One of the most recent telemedicine applications at SJCH is helping parents of children who have feeding and swallowing difficulties. Such disorders are common, especially during the first two years of life and among autistic children. In fact, approximately 30 to 40 percent of autistic children have difficulty swallowing food and liquids. The causes can include behavioral, anatomical or developmental issues, as well as food allergies, injuries or premature birth.
It can be heartbreaking when a child has a birth defect. No one understands this better than the health care professionals at The Alfiero & Lucia Palestroni Birth Defects Center at SJCH, established to diagnose and treat a wide range of birth defects. With a multidisciplinary team of pediatric specialists, the Palestroni Center is one of a few such centers in the United States, and the only one of its kind in New Jersey. The goal of the Center is to provide a medical home for children with complex conditions and to support families in what is often a very stressful situation.

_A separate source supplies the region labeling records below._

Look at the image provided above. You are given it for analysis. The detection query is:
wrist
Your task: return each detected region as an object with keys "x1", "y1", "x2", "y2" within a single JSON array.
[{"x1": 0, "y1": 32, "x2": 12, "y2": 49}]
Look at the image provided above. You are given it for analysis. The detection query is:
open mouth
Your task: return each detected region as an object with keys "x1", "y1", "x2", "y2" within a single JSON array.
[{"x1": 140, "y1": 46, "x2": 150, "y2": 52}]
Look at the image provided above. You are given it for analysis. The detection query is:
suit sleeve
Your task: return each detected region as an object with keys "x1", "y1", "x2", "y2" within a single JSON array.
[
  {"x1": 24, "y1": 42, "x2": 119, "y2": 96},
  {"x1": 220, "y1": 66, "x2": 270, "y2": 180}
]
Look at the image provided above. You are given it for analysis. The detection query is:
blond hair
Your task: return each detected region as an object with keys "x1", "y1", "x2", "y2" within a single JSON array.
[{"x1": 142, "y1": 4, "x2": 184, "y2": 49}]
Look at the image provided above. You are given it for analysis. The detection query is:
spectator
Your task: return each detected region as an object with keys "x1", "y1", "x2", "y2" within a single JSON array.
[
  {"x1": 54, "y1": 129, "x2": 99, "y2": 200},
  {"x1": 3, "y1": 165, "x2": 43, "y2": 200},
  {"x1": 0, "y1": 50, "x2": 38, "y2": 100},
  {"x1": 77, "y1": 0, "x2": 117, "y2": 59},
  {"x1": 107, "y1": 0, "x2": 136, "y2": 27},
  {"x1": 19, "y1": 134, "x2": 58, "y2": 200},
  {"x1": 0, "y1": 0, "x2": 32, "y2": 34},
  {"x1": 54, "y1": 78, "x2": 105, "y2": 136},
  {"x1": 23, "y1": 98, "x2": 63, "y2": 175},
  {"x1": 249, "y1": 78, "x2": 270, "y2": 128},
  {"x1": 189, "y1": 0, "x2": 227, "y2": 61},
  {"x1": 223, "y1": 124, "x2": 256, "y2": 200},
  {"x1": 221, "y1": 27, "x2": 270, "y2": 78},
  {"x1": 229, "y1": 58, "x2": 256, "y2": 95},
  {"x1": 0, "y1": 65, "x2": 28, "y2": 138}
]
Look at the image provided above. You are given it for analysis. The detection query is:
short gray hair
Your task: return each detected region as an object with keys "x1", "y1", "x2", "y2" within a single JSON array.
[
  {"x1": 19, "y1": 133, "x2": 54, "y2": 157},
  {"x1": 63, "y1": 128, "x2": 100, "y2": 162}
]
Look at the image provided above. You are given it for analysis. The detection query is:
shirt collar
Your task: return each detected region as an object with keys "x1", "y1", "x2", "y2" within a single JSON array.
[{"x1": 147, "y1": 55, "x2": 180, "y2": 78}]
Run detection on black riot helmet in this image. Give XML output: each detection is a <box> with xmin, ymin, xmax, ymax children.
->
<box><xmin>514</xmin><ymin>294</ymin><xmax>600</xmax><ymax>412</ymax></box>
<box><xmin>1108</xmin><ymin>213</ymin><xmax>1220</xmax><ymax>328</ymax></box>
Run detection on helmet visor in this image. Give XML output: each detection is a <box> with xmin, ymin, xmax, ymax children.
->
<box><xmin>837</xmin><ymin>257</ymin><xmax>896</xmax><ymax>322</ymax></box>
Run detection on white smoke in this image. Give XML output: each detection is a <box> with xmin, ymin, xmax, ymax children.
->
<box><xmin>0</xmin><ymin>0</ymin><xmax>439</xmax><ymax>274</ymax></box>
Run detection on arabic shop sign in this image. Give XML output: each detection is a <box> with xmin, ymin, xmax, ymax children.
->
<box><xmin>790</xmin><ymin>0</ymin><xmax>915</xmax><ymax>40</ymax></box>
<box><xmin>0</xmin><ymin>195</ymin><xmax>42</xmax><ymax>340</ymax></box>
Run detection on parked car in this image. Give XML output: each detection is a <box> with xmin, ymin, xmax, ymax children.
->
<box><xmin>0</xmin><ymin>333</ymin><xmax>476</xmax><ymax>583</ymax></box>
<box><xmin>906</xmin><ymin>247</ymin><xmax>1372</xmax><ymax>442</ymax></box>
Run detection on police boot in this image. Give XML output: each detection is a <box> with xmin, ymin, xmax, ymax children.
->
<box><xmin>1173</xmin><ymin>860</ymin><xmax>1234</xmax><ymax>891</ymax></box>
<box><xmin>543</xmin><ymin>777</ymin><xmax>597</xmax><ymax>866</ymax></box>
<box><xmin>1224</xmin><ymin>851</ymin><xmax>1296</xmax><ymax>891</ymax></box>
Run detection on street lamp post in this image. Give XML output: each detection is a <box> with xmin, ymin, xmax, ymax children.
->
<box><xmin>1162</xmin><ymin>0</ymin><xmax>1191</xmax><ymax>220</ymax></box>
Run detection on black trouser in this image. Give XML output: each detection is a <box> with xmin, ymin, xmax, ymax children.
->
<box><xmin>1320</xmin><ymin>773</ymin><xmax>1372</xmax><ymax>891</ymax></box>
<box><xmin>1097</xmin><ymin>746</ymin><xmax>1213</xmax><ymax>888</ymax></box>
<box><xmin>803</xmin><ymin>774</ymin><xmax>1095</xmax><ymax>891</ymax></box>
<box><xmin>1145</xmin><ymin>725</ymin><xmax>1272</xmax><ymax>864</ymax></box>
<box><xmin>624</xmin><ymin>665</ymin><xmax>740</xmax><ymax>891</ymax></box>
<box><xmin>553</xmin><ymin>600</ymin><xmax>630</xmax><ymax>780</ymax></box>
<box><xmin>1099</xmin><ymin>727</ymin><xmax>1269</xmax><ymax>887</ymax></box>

The latest innovations in diagnosis and treatment can be found at SJCH. Many procedures that once required multiple surgeries and lengthy hospital stays can now be accomplished more quickly using minimally invasive techniques. St. Joseph's Children's Hospital has long been recognized as a leader in the treatment of craniofacial deformities. Consider, for example, a common condition known as craniosynostosis, in which a baby's skull is malformed because of early fusion of the sutures. With an early diagnosis, craniofacial surgeons at St. Joseph's can usually correct the problem by making two small incisions and operating with the assistance of an endoscope instead of having to open the entire skull, as was once necessary. This less invasive approach has fewer complications. The patient is in and out of the hospital in one to two days, instead of five or six days, there is minimal blood loss, and the chance of a successful outcome is excellent.
Whether reshaping a skull, repairing a defective heart or helping a child with a clubfoot to take his first steps, St. Joseph's Children's Hospital treats more patients with birth defects than any other hospital in the region. And more experience means better results.